Nejanimb, I like the way you think. Keep it up.

The building events have particular appeal for the kids who need tangible feedback as part of their learning - those who learn with their hands, touching, manipulating, and modifying things, observing cause and effect, and getting the satisfaction of making something do what they intended for it to do. Building events are a great hook for higher learning, and a great confirmation of theoretical thinking. We just have to make sure that the building events stay challenging but appropriate, and never let them become mediocre or trivial.

I don't have a great deal of experience with JYC, I'm coaching it for the first time this year. My kids have enjoyed it, the problem-solving opportunities are hard to match in any other events. Further, we can have a number of kids working on different ideas simultaneously. I think that this year's problems have been buildable on multiple levels, from all-thumbs to sophisticated competitor. I like events with open-ended, non-discrete scoring, so measured quantities (efficiency of bridge, accuracy of JYC scale, flight times, etc) make good scoring schemes. Counting points works if you give teams so many scoring opportunities and so little time (or other resources) that no one can actually complete the task; without that you use tie-breakers like (measured) time or mass.

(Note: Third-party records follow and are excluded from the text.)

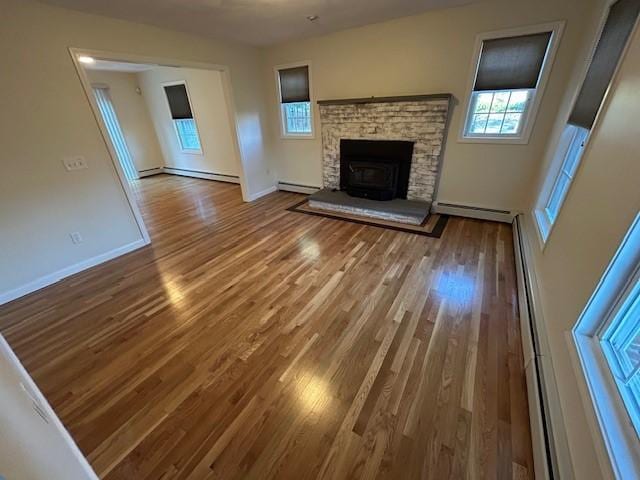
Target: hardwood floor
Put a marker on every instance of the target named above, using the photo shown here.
(252, 342)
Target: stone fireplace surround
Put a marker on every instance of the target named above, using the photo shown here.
(422, 119)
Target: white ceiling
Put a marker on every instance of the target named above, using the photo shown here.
(256, 22)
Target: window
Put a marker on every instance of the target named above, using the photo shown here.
(607, 339)
(498, 113)
(621, 347)
(509, 72)
(182, 116)
(295, 101)
(610, 46)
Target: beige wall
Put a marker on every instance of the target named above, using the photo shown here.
(133, 115)
(46, 116)
(431, 53)
(210, 112)
(600, 206)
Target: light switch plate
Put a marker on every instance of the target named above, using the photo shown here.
(76, 162)
(76, 238)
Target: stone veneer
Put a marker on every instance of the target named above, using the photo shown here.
(420, 120)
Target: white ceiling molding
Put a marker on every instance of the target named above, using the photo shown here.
(257, 22)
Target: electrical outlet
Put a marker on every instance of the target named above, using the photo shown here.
(76, 162)
(76, 237)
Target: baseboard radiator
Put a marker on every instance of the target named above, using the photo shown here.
(538, 387)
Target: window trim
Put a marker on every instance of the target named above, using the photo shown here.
(609, 421)
(283, 132)
(543, 226)
(531, 112)
(188, 151)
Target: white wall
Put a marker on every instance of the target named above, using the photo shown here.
(600, 206)
(46, 116)
(210, 111)
(431, 53)
(133, 115)
(30, 447)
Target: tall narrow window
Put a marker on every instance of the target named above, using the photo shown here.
(295, 101)
(611, 44)
(110, 118)
(183, 121)
(509, 72)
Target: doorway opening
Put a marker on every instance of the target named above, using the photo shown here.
(162, 117)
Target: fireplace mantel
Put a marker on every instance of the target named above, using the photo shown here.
(403, 98)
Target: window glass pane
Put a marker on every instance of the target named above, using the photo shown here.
(621, 348)
(511, 122)
(518, 101)
(187, 134)
(623, 336)
(494, 123)
(497, 113)
(557, 195)
(483, 102)
(500, 102)
(297, 117)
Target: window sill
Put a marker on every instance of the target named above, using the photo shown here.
(191, 152)
(301, 136)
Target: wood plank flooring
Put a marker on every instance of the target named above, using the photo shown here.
(249, 342)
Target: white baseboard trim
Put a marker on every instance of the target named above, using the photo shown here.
(198, 174)
(472, 211)
(149, 172)
(54, 277)
(297, 188)
(35, 395)
(257, 195)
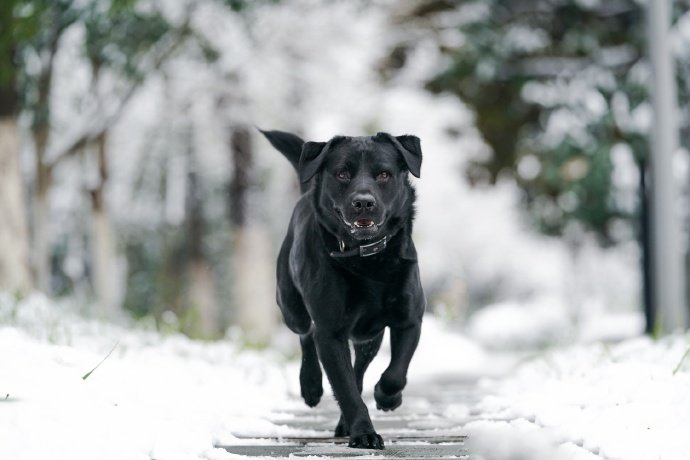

The difficulty I've encountered with JYC has been with judges who approach the event with pre-conceived notions of what the kids should have built. JYC claims to be a spiritual successor to Mystery Architecture. MA was also notorious for being run badly. I don't think it's the kids who have trouble dealing with the abstractions of these events, it's the people who run the events with a rigid, and unyielding, focus. That's probably in the nature of a competition: well defined rules are readily defended and tend to yield clear winners.

My only strong objection here is with the mystery material. In MA, devices were built on the fly out of whatever junk was made available, but the performance expectation was minimal (hold something above the table for 30 seconds...). In JYC the kids are expected to produce high-performance, precision devices, and then expected to incorporate something from a wide-open field of possibilities without compromising the performance. When you give the judges the opportunity to determine whether a use is "significant", then you open the door to misinterpretation, uneven application of the rules, and a bad rap for the event. I've seen it done. My suggestion would be to eliminate the mystery material, or make it a minor bonus rather than a "tier 3" outcome, or publish, in advance, a short list of possible materials which might be used and specific uses that the judges will disallow at a given tournament. That could clear the air.